Explanations (2) and (3) above both derive from dispersal, either from the built environment or from other players. Dispersal from the built environment to skaters is likely, since roller derby and spectator movements stirred up dust from the recreational venue, and players also frequently fall on the floor. Although humans have been estimated to contribute more than 106 airborne microbial cells per-hour (Qian et al., 2012), culture-based disease transmission studies suggest that direct contact with humans and other surfaces is a stronger bacterial dispersal vector than airborne particles (Casewell & Phillips, 1977; Pessoa-Silva et al., 2004; Pittet et al., 2006). We found that human to track surface contact did not seem to explain the observed shifts in community composition, since none of the four team groups became more similar to the track samples after playing in a bout. Given that the proportion of OTUs shared between competing teams increased after both bouts, but not between non-competing teams, human to human contact is the most parsimonious interpretation for the significant changes in skin microbiome we observed. Future research - particularly over longer time scales - is needed to understand the fate of dispersed microbiota and the dynamics of the human skin microbiome.

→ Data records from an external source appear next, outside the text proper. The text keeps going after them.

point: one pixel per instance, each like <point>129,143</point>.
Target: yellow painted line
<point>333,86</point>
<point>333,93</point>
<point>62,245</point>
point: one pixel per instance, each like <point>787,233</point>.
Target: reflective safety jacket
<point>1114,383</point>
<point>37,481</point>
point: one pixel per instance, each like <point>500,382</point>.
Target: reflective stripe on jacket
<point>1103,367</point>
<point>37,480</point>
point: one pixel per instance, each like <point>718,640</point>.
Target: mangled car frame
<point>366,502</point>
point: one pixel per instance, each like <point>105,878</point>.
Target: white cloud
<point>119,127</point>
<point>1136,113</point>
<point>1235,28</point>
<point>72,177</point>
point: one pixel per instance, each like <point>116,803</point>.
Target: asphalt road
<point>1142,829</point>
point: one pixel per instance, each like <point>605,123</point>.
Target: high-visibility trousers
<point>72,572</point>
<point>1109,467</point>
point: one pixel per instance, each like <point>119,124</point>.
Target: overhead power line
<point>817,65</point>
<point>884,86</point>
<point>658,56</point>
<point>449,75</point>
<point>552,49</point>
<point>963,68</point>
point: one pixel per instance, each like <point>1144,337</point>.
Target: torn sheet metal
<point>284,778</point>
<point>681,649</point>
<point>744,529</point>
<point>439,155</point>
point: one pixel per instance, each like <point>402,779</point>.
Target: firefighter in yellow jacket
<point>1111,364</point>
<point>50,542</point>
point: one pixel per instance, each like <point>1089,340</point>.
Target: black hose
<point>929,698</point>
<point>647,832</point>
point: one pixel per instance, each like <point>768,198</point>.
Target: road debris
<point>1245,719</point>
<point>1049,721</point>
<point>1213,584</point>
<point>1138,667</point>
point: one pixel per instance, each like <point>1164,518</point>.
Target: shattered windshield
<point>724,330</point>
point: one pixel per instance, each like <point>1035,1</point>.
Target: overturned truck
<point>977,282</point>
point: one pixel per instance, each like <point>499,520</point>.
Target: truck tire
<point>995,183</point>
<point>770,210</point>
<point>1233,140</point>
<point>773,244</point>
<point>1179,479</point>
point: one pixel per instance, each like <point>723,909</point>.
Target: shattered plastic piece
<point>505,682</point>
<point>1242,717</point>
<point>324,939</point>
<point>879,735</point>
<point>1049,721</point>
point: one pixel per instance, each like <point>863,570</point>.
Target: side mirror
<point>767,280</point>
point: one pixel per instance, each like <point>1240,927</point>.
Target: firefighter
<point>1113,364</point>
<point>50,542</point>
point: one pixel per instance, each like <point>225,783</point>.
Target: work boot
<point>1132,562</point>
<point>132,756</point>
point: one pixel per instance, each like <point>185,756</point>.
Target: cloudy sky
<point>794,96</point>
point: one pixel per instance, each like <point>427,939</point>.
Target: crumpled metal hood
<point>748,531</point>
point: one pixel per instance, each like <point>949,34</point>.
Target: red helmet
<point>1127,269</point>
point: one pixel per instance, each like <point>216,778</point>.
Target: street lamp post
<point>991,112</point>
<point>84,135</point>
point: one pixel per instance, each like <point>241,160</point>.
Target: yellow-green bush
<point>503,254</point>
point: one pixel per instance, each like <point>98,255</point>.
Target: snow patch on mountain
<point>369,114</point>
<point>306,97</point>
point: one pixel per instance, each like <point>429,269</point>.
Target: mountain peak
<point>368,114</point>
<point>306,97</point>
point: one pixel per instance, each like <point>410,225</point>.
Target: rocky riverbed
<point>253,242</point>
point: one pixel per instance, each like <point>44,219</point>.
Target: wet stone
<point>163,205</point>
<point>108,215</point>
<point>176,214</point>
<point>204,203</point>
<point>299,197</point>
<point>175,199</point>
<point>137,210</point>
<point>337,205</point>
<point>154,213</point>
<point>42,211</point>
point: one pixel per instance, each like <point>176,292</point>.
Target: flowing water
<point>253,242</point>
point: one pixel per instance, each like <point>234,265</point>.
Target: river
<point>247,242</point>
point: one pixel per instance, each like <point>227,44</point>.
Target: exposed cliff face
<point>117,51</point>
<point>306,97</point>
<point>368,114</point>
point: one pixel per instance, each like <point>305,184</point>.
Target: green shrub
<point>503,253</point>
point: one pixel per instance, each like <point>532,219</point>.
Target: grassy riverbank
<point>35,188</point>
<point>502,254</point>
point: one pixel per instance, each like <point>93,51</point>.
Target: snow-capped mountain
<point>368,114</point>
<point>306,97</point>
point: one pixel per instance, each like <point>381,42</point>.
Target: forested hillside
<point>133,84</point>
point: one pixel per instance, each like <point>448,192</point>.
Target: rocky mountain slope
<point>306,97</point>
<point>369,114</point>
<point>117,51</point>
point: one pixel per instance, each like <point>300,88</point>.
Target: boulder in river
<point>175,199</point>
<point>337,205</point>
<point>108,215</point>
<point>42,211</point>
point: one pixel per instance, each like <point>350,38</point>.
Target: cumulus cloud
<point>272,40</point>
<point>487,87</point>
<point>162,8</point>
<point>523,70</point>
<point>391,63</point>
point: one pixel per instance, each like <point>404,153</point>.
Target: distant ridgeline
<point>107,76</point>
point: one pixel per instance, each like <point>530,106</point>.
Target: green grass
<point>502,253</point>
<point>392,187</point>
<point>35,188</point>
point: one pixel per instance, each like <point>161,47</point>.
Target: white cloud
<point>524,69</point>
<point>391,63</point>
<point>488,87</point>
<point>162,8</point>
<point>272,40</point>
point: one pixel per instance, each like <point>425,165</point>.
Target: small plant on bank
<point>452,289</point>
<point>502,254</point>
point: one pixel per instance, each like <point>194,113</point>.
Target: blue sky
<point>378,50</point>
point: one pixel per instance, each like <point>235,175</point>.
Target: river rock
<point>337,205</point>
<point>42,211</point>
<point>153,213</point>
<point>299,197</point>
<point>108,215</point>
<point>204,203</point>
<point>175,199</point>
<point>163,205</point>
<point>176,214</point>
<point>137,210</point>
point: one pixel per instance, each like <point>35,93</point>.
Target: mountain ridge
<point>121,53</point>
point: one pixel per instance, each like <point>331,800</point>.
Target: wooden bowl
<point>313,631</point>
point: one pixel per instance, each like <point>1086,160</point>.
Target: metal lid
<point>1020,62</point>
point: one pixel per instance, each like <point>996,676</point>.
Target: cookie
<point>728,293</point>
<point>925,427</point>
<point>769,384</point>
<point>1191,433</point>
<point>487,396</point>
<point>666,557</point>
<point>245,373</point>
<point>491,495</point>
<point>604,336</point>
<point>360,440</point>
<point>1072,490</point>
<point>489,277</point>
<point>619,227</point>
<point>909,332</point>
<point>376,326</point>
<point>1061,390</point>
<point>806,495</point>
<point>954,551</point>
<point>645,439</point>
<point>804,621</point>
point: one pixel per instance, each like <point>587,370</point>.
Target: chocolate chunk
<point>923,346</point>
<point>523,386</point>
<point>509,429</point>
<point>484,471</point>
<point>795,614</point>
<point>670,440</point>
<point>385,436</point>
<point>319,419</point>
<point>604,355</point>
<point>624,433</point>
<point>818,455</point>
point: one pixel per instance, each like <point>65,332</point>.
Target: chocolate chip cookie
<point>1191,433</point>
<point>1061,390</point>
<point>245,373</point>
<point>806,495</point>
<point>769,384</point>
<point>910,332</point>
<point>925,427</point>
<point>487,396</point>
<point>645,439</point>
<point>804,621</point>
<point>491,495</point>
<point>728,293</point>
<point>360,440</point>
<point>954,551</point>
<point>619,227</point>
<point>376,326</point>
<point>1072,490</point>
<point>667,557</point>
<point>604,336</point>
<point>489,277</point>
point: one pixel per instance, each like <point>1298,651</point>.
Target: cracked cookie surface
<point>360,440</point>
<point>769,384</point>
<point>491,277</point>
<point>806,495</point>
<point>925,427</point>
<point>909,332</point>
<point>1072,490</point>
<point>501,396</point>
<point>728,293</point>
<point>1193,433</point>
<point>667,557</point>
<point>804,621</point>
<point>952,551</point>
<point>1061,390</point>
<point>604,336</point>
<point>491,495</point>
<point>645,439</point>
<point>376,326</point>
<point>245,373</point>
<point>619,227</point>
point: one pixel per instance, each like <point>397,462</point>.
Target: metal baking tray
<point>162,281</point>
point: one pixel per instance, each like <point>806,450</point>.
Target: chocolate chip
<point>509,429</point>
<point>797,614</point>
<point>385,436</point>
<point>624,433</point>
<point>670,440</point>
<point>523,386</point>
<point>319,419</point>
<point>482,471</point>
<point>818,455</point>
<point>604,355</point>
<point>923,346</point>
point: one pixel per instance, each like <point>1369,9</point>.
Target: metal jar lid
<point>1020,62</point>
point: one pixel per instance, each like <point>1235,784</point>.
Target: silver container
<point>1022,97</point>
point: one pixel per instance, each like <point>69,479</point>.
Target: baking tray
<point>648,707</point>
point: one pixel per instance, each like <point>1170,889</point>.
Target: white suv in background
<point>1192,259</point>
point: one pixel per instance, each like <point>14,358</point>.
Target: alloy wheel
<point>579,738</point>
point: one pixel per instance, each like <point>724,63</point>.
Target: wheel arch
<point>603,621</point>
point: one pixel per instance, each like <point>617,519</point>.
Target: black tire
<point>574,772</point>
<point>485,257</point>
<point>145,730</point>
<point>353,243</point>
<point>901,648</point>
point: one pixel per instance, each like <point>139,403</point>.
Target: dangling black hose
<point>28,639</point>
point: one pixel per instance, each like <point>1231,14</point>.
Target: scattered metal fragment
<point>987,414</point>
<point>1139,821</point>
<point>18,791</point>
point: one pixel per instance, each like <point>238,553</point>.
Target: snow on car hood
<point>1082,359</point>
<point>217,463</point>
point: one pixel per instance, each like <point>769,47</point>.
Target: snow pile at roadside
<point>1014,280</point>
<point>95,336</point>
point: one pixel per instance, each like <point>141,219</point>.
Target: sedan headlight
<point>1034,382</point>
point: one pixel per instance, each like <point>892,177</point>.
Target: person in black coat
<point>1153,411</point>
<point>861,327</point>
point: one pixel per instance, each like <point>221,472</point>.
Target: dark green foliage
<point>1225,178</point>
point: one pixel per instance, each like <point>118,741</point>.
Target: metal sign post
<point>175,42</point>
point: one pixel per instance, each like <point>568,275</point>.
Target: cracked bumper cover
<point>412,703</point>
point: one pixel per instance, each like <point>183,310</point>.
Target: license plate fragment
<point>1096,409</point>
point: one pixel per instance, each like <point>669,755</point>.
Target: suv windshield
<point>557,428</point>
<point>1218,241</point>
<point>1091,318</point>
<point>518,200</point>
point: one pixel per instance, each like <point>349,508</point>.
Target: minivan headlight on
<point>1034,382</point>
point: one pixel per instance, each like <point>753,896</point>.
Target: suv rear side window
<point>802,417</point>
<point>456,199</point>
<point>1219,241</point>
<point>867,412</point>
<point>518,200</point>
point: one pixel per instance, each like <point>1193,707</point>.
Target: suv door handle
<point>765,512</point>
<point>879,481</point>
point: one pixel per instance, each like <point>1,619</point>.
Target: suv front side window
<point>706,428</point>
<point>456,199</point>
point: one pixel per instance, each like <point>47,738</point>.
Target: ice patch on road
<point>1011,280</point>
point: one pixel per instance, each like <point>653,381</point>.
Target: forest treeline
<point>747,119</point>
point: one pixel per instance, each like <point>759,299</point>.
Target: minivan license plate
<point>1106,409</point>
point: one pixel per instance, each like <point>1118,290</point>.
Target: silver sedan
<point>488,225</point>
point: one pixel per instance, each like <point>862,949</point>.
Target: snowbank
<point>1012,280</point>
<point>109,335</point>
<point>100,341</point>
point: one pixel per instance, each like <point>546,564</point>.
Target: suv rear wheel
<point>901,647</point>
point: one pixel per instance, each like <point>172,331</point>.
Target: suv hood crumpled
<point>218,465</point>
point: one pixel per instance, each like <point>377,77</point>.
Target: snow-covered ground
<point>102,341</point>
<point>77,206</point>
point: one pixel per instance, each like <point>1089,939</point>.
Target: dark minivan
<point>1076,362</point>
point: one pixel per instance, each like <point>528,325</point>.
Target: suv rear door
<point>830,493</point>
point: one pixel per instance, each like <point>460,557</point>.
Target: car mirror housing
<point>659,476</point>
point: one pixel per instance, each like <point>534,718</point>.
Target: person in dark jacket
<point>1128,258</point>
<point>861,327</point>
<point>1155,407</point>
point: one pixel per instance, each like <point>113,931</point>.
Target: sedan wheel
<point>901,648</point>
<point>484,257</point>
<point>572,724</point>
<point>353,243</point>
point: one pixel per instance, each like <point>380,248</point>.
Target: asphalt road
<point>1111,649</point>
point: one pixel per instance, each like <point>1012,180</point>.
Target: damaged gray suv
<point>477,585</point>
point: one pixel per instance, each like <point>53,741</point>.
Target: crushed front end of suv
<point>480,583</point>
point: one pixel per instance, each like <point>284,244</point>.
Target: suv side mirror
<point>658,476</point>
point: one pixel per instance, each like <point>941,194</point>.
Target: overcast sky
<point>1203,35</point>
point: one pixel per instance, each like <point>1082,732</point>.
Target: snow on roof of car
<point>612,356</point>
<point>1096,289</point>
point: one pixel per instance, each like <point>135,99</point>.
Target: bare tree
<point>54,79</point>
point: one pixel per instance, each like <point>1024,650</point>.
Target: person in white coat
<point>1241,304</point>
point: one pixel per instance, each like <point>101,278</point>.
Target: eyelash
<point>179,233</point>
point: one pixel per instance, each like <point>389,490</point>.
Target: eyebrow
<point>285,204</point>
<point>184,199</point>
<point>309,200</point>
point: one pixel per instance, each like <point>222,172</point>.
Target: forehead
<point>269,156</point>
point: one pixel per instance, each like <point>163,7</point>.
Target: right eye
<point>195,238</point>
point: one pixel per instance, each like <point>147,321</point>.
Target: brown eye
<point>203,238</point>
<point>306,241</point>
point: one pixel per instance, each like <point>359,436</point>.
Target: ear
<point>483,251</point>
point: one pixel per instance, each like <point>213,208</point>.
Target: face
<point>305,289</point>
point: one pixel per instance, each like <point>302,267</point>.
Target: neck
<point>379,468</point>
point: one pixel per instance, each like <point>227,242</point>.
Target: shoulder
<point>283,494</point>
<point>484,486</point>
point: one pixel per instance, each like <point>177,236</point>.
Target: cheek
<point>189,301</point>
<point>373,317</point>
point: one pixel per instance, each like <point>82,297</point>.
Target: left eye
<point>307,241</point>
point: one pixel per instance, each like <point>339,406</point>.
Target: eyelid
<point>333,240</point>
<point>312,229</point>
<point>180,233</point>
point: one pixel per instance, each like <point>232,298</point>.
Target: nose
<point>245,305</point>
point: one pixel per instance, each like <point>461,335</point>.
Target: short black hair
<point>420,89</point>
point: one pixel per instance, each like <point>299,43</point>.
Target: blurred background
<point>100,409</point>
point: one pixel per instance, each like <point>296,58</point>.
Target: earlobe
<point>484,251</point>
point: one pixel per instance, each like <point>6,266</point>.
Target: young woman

We know very little about how our social, family, and professional interactions shape our microbial identities. Contact sports are an ideal setting in which to study how human to human interactions influence our microbial ecosystems. As the rise of mega-cities and population growth continues, humans may experience an increased rate of person to person contact mediated by urban living and global travel. To predict the implications of these changes will require, in part, understanding the ecological and evolutionary forces that act on the skin microbiome. A thorough comprehension of the drivers of the skin microbiome is still emerging; novel approaches to studying our skin ecosystems will likely have lasting implications for health care, disease transmission, and our understanding of urban environment microbiology.